X = np.random.rand(100, 10)
y = np.random.randint(0, 2, 100)
np.savez("dataset.npz", features=X, labels=y)
data = np.load("dataset.npz")
print(data["features"].shape) # Output: (100, 10)
print(data["labels"].shape) # Output: (100,)
np.savetxt and np.loadtxt — human-readable text files¶
Use when the output needs to be readable by other tools (Excel, R, etc.) or when you need to share data with people who cannot use NumPy. Slower and larger than binary formats.
arr = np.array([[1.0, 2.5, 3.1],
[4.2, 5.0, 6.7]])
np.savetxt("data.csv", arr, delimiter=",", fmt="%.2f", header="a,b,c")

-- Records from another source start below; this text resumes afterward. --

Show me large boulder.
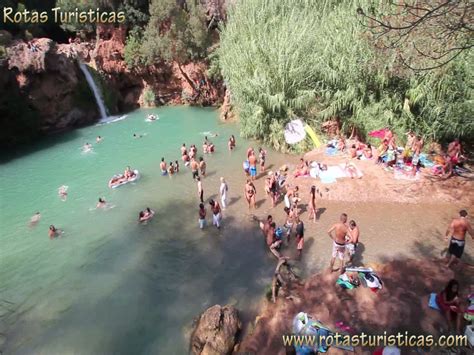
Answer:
[191,305,242,355]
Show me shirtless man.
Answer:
[448,139,464,165]
[259,215,273,237]
[29,212,41,227]
[191,159,199,179]
[346,220,359,264]
[244,179,257,210]
[285,186,299,208]
[199,157,206,176]
[328,213,352,274]
[265,222,282,259]
[160,158,168,176]
[209,199,222,229]
[249,152,257,181]
[445,210,474,267]
[199,203,206,229]
[196,176,204,203]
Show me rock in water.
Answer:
[191,305,242,355]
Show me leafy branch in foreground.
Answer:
[357,0,474,71]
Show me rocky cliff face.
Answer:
[190,305,242,355]
[0,38,98,147]
[0,24,224,146]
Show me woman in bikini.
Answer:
[244,179,257,210]
[308,185,316,223]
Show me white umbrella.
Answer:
[285,119,306,144]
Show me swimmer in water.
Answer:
[58,185,68,201]
[30,212,41,227]
[138,207,155,222]
[160,158,168,176]
[48,225,62,239]
[96,197,107,208]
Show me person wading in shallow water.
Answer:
[209,200,222,229]
[196,176,204,203]
[445,210,474,267]
[328,213,352,274]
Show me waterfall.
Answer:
[79,63,107,120]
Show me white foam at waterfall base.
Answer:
[79,63,107,121]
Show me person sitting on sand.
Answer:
[436,279,463,334]
[336,135,346,152]
[199,157,206,176]
[293,159,309,178]
[346,220,359,264]
[160,158,168,176]
[362,143,373,159]
[448,139,466,165]
[244,179,257,210]
[29,212,41,227]
[328,213,352,274]
[95,197,107,208]
[445,210,474,267]
[349,144,357,159]
[198,203,206,229]
[344,161,357,179]
[247,147,255,159]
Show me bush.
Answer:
[143,88,156,107]
[218,0,474,150]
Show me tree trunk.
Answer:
[176,62,199,92]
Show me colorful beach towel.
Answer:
[369,128,387,139]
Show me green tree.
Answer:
[218,0,474,150]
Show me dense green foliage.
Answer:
[143,88,156,107]
[218,0,474,150]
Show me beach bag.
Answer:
[428,292,441,311]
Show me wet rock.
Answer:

loaded = np.loadtxt("data.csv", delimiter=",", skiprows=1)
print(loaded)
# Output:
# [[1. 2.5 3.1]
# [4.2 5. 6.7]]
np.genfromtxt — robust loading with missing values¶
Use instead of np.loadtxt when your file has missing values or inconsistent rows. It fills gaps with np.nan by default.
# Assume data.csv contains:
# 1.0, 2.0, 3.0
# 4.0, , 6.0
data = np.genfromtxt("data.csv", delimiter=",", filling_values=0.0)
print(data)
# Output:
# [[1. 2. 3.]
# [4. 0. 6.]]
Tip
For most real-world tabular data work, prefer pandas.read_csv over np.loadtxt. NumPy's text loaders are best for homogeneous numeric arrays with no headers or minimal structure.
Warning
NumPy slices return views, not copies. If you modify a slice, you modify the original array. Use .copy() explicitly when you need an independent array: b = a[1:3].copy().
Warning
axis=0 always means "collapse across rows" (operates column-by-column). axis=1 means "collapse across columns" (operates row-by-row). Drawing a small 2x3 matrix and tracing the axis direction by hand is the fastest way to fix this in your mental model.